By AlbinoFlea @ 2006-05-03 01:29:41
Wilson's Bridge, which is no longer open to vehicular traffic, originally carried the Hagerstown and Conococheague Turnpike, the National Pike, across the Conococheague Creek seven miles west of Hagerstown. The five-arched structure, the longest of the county's stone bridges, is 210' in length and is constructed of coursed local limestone. A tablet set in the north wall of the bridge indicates that the bridge was erected in 1819 by Silas Harry, who had built similar bridges in Pennsylvania. The bridge appears symmetrical with the largest of its five segmental arches being at the center of the structure. The arches are lined with carefully cut voussoirs and are supported by piers terminating with rounded projections. The bridge has received few alterations. changes to the original structure include only some modern repointing, resurfacing of the 19th century road, and replacement of its original wooden coping with concrete. The bridge was bypassed by the present U.S. Route 40 when a newer span was built downstream circa 1935. Wilson's Bridge remained open to traffic until June of 1972 when it was damaged by floods which occurred during Tropical Storm Agnes.
Wilson's Bridge is important for its architecture, its role in commerce and transportation, and its contribution to the knowledge of 19th century engineering.
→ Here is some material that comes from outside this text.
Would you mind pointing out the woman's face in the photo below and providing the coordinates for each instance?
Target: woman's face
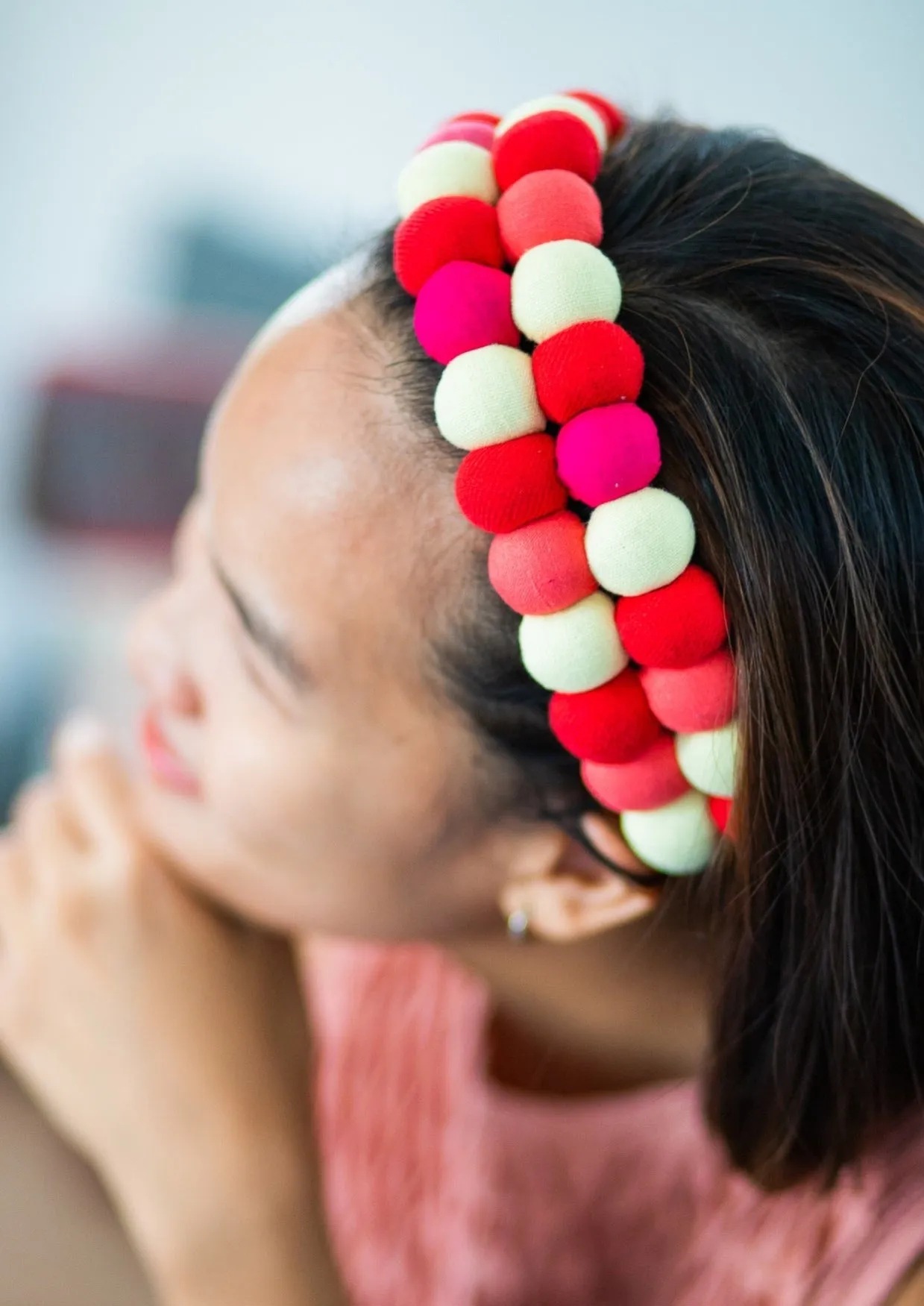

Architecturally the bridge is significant as the oldest and largest of 25 remaining stone arched spans in Washington County. Although it is not the only example of its type, it was the first and served as a pattern for other similar bridges in the area. While stone bridge construction was used elsewhere in the United States, there was a particular concentration of it in Western Maryland and Southern Pennsylvania. Built of limestone, the bridge is enhanced by the fact that the original builder's contract with construction and payment specifications is recorded among the County Land Records. The bridge played an important role in commerce and transportation by aiding travel along the highway linking Western Maryland with Baltimore. Also, it reflects the level of engineering skill at the time it was built. Having carried vehicles for more than 150 years and the heavy traffic of a major road for well over a century, Wilson's Bridge remains as a monument to the engineering capabilities of bridge builder Silas Harry.